Rothko and Cassandra

“Give them dummy portable telephones,”
Rothko advised me late one evening;
“It would be more humane that way,” he said.
We were discussing those unfortunates
who talk to themselves walking through cities.
Rothko used the odd term, his own, “solo-
vocalizing peripatetics”: (here
his semantics are somewhat askew).
I admire his sensitivity.
Rothko is my gold and blue macaw.

Over three feet from crown to the tip of
his Prussian Blue tail–rich colors that will
break your heart, so lush, so luminescent–
he is; handsome, regal, smart–is he vain?
Faint venerablity lies within
the soft purple powder down when
Rothko puffs out magically; I pretend
not to notice; he ignores my pretense.
Often we discuss the oddments of life;
I respect his grave perspicuity.

Perhaps coincidence, perhaps fate left
the television remote near enough
Rothko’s white wire Victorian cage,
slim enough to fit through the interstice.
When I was working, Rothko watched talk shows,
CNN, The Discovery Channel,
Judge Judy, Biography and The Arts.
Also he voraciously reads–or so
he says–The New York Times, his carpeting,
so to speak. Rothko has been lonely since

Cassandra died last winter; Rothko says
television and the newspaper have
become a much needed palliative.
Cassandra, his wife of twenty-nine years,
shared with him the white cage, companionship,
a good, marvelously abiding love.
Rothko now talks much more to me since he
has lost his sweetheart, his soul-mate, his dear,
dear Cassandra. Rothko informs me that
macaw to macaw conversations are

very different than macaw to rimes
his (I think rather fanciful) word for
us. Macaws, so Rothko tells me, think in
terms of space, luminosity, passion,
sentiment, sky, oscillation, and depth.
Language, he says, becomes a vibrating
code of signs and self-referential flight.
Rothko says that he cannot explain this
with any more clarity, acumen
wit or insight–that’s just the way it is.

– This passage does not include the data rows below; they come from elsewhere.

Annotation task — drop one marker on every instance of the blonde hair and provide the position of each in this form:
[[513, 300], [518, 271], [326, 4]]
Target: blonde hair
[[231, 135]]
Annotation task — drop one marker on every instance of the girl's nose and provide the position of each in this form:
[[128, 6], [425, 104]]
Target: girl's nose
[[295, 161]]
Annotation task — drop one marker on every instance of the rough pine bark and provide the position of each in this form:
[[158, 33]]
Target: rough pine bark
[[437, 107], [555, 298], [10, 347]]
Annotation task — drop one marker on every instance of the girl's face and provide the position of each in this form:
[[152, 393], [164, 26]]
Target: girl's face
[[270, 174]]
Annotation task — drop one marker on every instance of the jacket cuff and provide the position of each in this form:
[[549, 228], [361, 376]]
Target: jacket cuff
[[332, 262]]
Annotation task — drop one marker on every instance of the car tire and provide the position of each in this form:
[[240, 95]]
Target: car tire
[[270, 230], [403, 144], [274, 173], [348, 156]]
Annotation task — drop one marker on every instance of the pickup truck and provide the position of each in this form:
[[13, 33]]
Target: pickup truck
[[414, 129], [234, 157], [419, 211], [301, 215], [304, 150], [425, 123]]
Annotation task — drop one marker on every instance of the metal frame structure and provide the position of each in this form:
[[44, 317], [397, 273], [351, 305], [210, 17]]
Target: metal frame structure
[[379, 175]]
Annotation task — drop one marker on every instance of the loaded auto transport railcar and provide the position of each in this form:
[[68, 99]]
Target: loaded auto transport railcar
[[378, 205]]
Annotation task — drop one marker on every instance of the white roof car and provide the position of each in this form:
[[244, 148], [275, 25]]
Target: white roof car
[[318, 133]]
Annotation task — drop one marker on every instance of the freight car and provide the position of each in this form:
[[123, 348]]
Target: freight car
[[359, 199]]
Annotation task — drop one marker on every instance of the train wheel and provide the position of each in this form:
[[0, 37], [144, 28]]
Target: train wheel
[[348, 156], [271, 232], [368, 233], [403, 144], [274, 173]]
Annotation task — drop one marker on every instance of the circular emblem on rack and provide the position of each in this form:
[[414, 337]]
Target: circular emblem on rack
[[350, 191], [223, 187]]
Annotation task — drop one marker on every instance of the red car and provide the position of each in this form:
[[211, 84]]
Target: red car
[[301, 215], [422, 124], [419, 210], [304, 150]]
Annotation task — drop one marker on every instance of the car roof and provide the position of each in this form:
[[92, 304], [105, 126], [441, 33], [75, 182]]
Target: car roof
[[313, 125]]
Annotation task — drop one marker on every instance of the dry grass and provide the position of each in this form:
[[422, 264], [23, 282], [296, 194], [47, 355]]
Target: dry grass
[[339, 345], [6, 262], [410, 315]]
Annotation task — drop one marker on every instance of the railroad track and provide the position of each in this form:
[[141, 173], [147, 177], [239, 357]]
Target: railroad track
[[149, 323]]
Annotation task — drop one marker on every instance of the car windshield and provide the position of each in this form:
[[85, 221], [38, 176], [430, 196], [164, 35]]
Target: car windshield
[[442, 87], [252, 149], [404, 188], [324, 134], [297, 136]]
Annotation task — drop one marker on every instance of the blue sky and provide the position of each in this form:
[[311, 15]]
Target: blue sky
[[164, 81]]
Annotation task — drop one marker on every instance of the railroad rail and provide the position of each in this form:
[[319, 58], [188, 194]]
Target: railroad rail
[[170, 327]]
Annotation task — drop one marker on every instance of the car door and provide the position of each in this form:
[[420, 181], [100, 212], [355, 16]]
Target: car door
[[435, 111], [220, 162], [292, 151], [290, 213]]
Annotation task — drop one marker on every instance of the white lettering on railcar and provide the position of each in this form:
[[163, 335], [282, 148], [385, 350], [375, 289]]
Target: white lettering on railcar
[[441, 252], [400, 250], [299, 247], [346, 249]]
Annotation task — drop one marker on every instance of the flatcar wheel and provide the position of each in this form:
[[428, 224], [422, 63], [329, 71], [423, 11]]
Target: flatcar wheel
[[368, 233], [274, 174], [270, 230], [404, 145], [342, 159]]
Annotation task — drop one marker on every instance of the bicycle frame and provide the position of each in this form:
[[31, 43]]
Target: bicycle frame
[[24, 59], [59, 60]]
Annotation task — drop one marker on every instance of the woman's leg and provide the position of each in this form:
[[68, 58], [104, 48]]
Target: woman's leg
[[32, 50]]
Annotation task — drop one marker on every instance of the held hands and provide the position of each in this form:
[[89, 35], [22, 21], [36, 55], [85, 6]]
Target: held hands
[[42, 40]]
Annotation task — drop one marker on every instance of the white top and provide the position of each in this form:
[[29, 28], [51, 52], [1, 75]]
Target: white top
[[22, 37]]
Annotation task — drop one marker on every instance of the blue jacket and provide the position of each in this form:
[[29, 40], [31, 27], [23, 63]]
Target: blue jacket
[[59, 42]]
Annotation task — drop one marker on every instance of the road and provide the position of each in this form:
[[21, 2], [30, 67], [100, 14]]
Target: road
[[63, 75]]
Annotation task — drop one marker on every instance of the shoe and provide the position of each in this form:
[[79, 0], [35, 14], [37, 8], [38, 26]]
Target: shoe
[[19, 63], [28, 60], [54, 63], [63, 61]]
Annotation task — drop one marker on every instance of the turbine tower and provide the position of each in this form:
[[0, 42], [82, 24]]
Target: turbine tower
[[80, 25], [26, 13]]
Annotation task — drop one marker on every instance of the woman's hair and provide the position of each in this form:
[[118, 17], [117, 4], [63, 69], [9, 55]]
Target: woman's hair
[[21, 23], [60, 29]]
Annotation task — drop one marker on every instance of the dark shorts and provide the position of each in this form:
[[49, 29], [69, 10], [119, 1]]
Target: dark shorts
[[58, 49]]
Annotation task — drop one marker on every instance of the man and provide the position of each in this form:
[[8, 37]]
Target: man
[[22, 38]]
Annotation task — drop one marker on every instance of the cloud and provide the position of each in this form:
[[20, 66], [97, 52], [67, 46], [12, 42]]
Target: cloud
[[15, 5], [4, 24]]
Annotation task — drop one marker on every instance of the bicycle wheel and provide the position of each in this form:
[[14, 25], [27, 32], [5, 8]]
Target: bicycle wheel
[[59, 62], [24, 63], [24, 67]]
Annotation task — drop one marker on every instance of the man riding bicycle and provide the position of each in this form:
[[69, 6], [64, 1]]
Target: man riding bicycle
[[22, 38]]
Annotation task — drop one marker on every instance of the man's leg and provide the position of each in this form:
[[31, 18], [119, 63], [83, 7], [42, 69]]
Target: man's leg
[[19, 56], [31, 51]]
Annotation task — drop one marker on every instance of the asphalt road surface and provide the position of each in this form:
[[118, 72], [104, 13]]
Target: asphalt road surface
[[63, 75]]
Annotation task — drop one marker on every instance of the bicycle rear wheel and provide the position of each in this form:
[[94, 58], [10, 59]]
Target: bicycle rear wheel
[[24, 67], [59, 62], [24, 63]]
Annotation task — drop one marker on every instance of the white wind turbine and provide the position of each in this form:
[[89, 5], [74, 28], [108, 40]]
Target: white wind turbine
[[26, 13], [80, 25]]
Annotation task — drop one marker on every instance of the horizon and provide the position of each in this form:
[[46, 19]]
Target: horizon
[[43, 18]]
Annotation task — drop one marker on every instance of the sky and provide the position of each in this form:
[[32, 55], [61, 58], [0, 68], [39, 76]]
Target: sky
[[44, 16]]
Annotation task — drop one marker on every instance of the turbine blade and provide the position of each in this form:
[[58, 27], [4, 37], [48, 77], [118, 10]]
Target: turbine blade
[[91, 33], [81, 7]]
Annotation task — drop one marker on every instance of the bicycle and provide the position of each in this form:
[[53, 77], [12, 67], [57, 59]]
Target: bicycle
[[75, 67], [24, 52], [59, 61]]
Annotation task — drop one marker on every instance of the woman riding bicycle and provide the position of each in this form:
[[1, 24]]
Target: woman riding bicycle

Rothko has very definite views on
the visual arts; his taste runs to the
abstract expressionists and field painters.
Confusion set in, however, when we
discussed his namesake. I had asked if he
were vain: apparently macaws do not
see themselves or other macaws as we
do. He does not think of himself as a
bright and colorful being; he is, though,
taken by what he describes as the fine

translucent quality of my skin and
what he calls the strikingly soft down of
my head. When we discuss painting–getting
back to that–we can only approach the
art works by way of reproductions. When
I attempted to bring Rothko into the
galleries of the Metropolitan,
we were summarily rebuffed, despite
our pleas, arguments and wry sophistries.
Yes, I wanted Rothko to see Rothko.

Rothko sometimes talks of his youth back in
Panama, although the memories, he
says, are dimming now. He remembers his
parents soaring like giants above the
vast castles of the jungle; he recalls
the majesty of cruise ships in the locks.
He remembers howling monkeys and the
chaffing of the nets. In the name of our
humanity, I have apologized
quite often, sincerely, for the brutal

means of his captivity. Now, of course,
he has the freedom of the house and yard.
With great trepidation, I had asked him
if he wanted to leave altogether;
you can imagine my relief when he
said, “We are friends now; I would very
much like to stay.” To see Rothko in flight,
sunlight surrounding the madness of color,
is far beyond the use of us faint rimes.
Last night I asked again about Cassandra.

Cassandra, he said, meant more to him than
the sea and the sky, the sun and the moon.
She was beautiful, he said, in ways that
I could only imagine. But what I
really wanted to know was the nature
of her vocalization; the means of
her expression–and Rothko was hurt, I
could tell, by the cold indifference of my
strange, to him, inquiry: Cassandra,
ah, Cassandra, what is it that you told?